Fun talk today from Dr. John Debes from the Space Telescope Science Institute (STScI) about white dwarfs eating planetesimals.
White dwarfs are the ghostly embers of former stars — they originate when a star (that is small enough not to become a black hole instead) dies and leaves behind a dense core of carbon and oxygen, enshrouded in a thin hydrogen atmosphere. That white dwarf core then slowly cools and darkens over billions of years, basically doing nothing else.
However, many white dwarfs show telltale signs in their atmospheric spectra of rocky materials. Debes, along with others, has suggested that material arises from asteroids that are perturbed by distant planets around the white dwarf.

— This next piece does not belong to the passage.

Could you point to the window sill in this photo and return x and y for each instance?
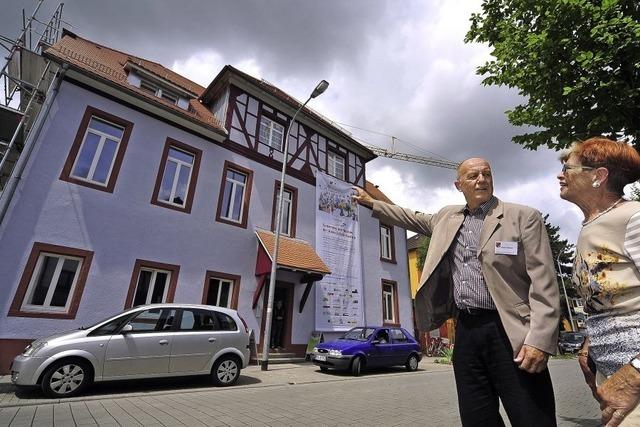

Those orbits take the asteroids so close to the white dwarf host that they are ripped apart by the star’s gravity, producing a cloud of dust and gas that then accretes onto the star.
Astronomers can very accurately measure the composition of that dust, which can actually tell us something about the compositions of asteroids in distant planetary systems. So astronomers can learn about what makes up the planets in distant systems by studying the remains in these planetary graveyards.